An jedem Stand duftete es anders nahrhaft. Kinder sprangen in der Hüpfburg oder fuhren ganz in Familie auf den Gruppenfahrrädern. Mittags startete auf der großen Bühne das große Unterhaltungsprogramm mit  den Schorfheider Jagdhornbläsern, Kirchenchor, das Duo Ron & Conny folgten. Allenthalben zogen rund um den Platz Oldtimer, Feuerwehrautos, Kutschen und Pferdewagen die Blicke auf sich. Man konnte einsteigen und sich zum nächsten Schauplatz kutschieren lassen. Beispielsweise zu Bohms Kutschenhof, der, wie schon in den Jahren davor, seine stolze Kutschen-, Wagen- und Pferdeschlitten-Sammlung präsentierte und das Leben auf einer traditionellen Hofstelle vorführte. Kuchen gab es vom Feinsten, da musste man schwach werden und alle Diätpläne über den Haufen werfen. Außerdem ließ es sich ganz wunderbar unter den großen Apfelbäumen verschnaufen. Dahinter auf der großen Wiese hatte Achim Bohm diesmal unzählige historische Pflüge und Gerätschaften aufgestellt. Bei dem Anblick wäre manch‘  Museumsleiter neidisch geworden. Bohm sammelt eben.

Der Musiker Ron (links) und der Pfarrer Flade (rechts).
Der Musiker Ron (links) und der Pfarrer Flade (rechts).

Neben seinen Antiquitäten platzierte die Schorfheider Agrar GmbH ihre großen Pflüge. Und dort startete stündlich die Feldrundfahrt, bei der die Experten ihre Anbaustrategie erklärten.

Andreas Heusinger mit seinem Stargast Gabi Seifert, ehemals Eiskunstläuferin.
Andreas Heusinger mit seinem Stargast Gabi Seifert, ehemals Eiskunstläuferin.
 Rockmusikerin Suli Puschban (rechts) mit Freunden auf dem Heusinger-Hof. Die Wienerin lebt heute in Berlin und ist oft zu Gast bei „Privatkonzerte“ in Groß Schönebeck.
Rockmusikerin Suli Puschban (rechts) mit Freunden auf dem Heusinger-Hof. Die Wienerin lebt heute in Berlin und ist oft zu Gast bei „Privatkonzerte“ in Groß Schönebeck.

Ein paar Schritte weiter, auf dem Heusinger-Hof, war die meterbreite Pfanne mit Bratkartoffeln  rasch geleert. Nun konnten die Besucher zwischen Bürgel- und Schorfheidekeramik der wunderbaren Rocksängerin Suli Puschban lauschen.

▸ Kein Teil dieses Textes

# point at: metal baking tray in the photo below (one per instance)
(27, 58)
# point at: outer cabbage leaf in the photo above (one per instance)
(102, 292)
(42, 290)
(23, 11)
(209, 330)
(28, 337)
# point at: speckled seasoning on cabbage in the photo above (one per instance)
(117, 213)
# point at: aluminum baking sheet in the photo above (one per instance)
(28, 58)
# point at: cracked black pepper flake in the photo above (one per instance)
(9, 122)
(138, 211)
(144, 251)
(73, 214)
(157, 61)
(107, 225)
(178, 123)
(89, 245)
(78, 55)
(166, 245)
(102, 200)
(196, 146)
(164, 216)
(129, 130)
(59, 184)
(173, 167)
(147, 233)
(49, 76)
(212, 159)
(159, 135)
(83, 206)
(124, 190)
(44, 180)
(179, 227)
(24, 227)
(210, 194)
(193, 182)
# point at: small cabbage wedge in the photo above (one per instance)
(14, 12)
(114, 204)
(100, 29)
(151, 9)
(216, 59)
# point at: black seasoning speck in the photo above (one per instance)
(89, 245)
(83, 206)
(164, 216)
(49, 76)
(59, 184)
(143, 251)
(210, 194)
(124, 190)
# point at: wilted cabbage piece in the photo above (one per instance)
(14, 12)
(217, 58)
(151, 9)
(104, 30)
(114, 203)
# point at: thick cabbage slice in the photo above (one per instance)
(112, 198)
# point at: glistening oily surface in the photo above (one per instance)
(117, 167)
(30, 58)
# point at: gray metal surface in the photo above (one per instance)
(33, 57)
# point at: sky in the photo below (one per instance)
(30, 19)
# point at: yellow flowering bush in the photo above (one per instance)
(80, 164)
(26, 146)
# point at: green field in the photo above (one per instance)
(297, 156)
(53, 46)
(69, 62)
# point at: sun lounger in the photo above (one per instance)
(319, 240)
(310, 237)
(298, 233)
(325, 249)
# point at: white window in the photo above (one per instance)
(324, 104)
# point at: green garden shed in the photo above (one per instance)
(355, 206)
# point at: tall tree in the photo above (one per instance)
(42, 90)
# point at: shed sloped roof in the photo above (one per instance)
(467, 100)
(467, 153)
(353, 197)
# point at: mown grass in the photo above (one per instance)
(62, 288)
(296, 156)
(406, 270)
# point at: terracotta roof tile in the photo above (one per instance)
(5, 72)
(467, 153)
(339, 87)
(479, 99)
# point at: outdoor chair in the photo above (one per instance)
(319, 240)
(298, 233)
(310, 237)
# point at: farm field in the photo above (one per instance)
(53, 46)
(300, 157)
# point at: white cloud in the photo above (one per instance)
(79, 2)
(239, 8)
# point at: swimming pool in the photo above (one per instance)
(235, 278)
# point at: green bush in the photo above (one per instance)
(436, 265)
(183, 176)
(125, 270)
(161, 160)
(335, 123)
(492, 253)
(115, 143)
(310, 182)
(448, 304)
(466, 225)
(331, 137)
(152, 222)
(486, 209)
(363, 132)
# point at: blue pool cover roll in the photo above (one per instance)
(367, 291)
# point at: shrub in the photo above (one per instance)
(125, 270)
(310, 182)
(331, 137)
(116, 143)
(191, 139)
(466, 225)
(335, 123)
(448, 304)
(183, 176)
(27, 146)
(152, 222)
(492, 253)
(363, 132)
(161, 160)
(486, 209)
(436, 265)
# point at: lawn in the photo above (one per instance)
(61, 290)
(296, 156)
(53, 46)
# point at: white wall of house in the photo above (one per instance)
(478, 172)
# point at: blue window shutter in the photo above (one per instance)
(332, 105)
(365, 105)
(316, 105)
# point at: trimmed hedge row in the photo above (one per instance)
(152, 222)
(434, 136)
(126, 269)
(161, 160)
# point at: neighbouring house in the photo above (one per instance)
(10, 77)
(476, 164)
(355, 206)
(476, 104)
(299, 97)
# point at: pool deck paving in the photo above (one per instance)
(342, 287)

Renate Heusinger und Lisa Westermann boten indes leckere Kuchen  an. Während Andreas Heusinger seinen Stargast Gabriele Seifert herzlich begrüßte. Die einstige Eisprinzessin kommt oft in das Schorfheidedorf, um hier ihre Tennisfreunde zu besuchen. In der Scheune gab es Landartkunst von Margrit Schmidt (80) zu sehen, während es auf der Wiese lehrreich zuging. Mitglieder des Jagdverbandes hatten hier ihr Naturmobil geparkt und warben für den Lernort „Natur“.

Ganz spannend in diesem Szenario: die Falknerinnen Sabine Lehmann und Andrea Badouim stellten den elfjährigen Amerikanischen Wüstenbussard vor. Ohne Flugübungen, es ist gerade keine Jagdzeit.

Die Falknerinnen Sabine Lehmann und Andrea Badouim stellten Linus, den Amerikanischen Wüstenbussard vor.
Die Falknerinnen Sabine Lehmann (rechts) und Andrea Badouim stellten Linus, den Amerikanischen Wüstenbussard vor.

Überall zeigte sich an diesem Tag in Groß Schönebeck Originalität und pralles Leben. Im Wild- und im Kletterpark waren die Ausflügler in Scharen unterwegs.

Bei der Feuerwehr wurden Besichtigungen und Wasserspiele angeboten. Gleich gegenüber stellte der ortsansässige Simsonclub seine Feuerräder vor. Im Reiterhof Böse und bei Reit-und Fahrtouristik Sander waren die Pferdeliebhaber beieinander. Der Tag war ein Trubel, ein großes, lebensbejahendes Fest.